De acordo com analistas do ING Group, essa resiliência nos números exportadores indica que a China conseguiu fortalecer seu comércio com o resto do mundo em meio ao contexto de protecionismo dos Estados Unidos. Além disso, Pequim tem se esforçado para diversificar seus mercados de exportação a fim de reduzir a dependência das transações comerciais com os EUA, estratégia que busca sustentar sua meta de crescimento de 5%. Contudo, a ameaça de Trump de implementar tarifas de três dígitos pode testar os limites dessa abordagem de diversificação.
Ouro amplia recuperação recorde
Na segunda-feira, os preços do ouro alcançaram novos recordes, impulsionados por incertezas comerciais e uma crescente preocupação geopolítica que levou investidores a buscar ativos considerados refúgios seguros. O preço do ouro à vista subiu 1,3%, alcançando US$ 4.070,29 a onça, às 03h53, no horário de Brasília, após atingir um novo recorde de US$ 4.078,05 em momentos anteriores. Os contratos futuros de ouro nos EUA também tiveram uma alta de 1,6%, chegando a US$ 4.089,45.
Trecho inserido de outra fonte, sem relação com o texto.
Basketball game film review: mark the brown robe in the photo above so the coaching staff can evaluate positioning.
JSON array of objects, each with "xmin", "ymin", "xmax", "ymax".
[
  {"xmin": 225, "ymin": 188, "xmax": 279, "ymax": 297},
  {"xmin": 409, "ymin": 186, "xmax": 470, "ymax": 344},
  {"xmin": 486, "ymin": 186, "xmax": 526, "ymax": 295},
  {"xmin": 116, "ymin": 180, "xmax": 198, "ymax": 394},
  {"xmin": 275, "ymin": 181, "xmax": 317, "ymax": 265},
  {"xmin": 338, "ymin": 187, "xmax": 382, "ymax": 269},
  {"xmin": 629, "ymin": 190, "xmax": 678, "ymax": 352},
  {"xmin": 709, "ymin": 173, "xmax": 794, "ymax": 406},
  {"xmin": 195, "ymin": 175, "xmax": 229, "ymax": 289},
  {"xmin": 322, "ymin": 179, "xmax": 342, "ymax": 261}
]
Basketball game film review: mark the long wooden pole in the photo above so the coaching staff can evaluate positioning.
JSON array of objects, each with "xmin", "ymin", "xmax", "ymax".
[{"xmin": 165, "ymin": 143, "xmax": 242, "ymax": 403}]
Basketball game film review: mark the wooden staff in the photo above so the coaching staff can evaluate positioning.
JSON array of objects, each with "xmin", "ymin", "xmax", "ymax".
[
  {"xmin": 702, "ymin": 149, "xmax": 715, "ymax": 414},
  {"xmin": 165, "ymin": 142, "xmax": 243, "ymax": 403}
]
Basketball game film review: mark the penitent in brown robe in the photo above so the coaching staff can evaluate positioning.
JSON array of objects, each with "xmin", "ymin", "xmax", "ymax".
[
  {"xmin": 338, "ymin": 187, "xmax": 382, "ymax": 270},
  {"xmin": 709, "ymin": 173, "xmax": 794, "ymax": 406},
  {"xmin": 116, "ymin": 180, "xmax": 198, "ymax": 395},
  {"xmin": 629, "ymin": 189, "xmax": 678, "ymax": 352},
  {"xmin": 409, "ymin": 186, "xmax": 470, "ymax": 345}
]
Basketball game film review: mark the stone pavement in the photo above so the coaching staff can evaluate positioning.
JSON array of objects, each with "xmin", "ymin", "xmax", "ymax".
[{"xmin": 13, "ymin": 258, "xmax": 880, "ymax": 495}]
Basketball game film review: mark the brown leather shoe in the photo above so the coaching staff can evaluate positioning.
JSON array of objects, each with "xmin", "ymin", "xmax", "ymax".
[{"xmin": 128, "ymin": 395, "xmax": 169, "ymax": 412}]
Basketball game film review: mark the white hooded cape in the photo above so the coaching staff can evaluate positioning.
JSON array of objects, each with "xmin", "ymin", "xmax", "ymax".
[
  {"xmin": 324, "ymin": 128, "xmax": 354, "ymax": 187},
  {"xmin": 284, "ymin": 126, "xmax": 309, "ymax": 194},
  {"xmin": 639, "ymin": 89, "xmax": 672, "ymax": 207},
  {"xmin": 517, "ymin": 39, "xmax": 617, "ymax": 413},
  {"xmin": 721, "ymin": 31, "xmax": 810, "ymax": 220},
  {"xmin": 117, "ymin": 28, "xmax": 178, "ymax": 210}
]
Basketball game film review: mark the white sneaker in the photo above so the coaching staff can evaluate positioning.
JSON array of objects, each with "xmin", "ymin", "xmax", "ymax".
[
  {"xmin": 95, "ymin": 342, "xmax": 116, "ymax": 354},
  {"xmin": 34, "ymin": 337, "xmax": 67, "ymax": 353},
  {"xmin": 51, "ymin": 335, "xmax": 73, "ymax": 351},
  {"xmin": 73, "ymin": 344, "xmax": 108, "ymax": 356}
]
A prata acompanhou a tendência, atingindo um recorde histórico em seu valor. A alta dos preços do ouro começou a ganhar força na sexta-feira, quando as ameaças tarifárias de Trump causaram a queda dos ativos de risco, reforçando o papel do ouro como uma reserva de valor em períodos de instabilidade. Apesar da ligeira flexibilização do discurso do presidente, investidores permaneceram cautelosos.
Petróleo se recupera de mínimas de cinco meses
Os preços do petróleo mostraram recuperação na segunda-feira, após terem caído para níveis mínimos em cinco meses na semana anterior. Esse movimento foi apoiado pelo otimismo de que a tensão comercial entre os países possa vir a diminuir.
Os contratos futuros do petróleo Brent subiram 1,6%, alcançando US$ 63,72 o barril, às 04h47, no horário de Brasília. O petróleo bruto West Texas Intermediate (WTI) também subiu 1,6%, atingindo US$ 59,83. Ambas as referências haviam fechado em queda acentuada na sexta-feira, marcando seus níveis mais fracos desde o dia 7 de maio.
Um feriado nos Estados Unidos adiou o acordo sobre o WTI para terça-feira. Analistas também comentaram que o alívio nas preocupações geopolíticas no Oriente Médio contribuíram para essa recuperação. Recentemente, o Hamas soltou o primeiro grupo de reféns israelenses como parte de um acordo de cessar-fogo mediado pelos Estados Unidos, com o objetivo de encerrar o conflito em Gaza, um desenvolvimento que foi visto como favorável à estabilidade do abastecimento na região.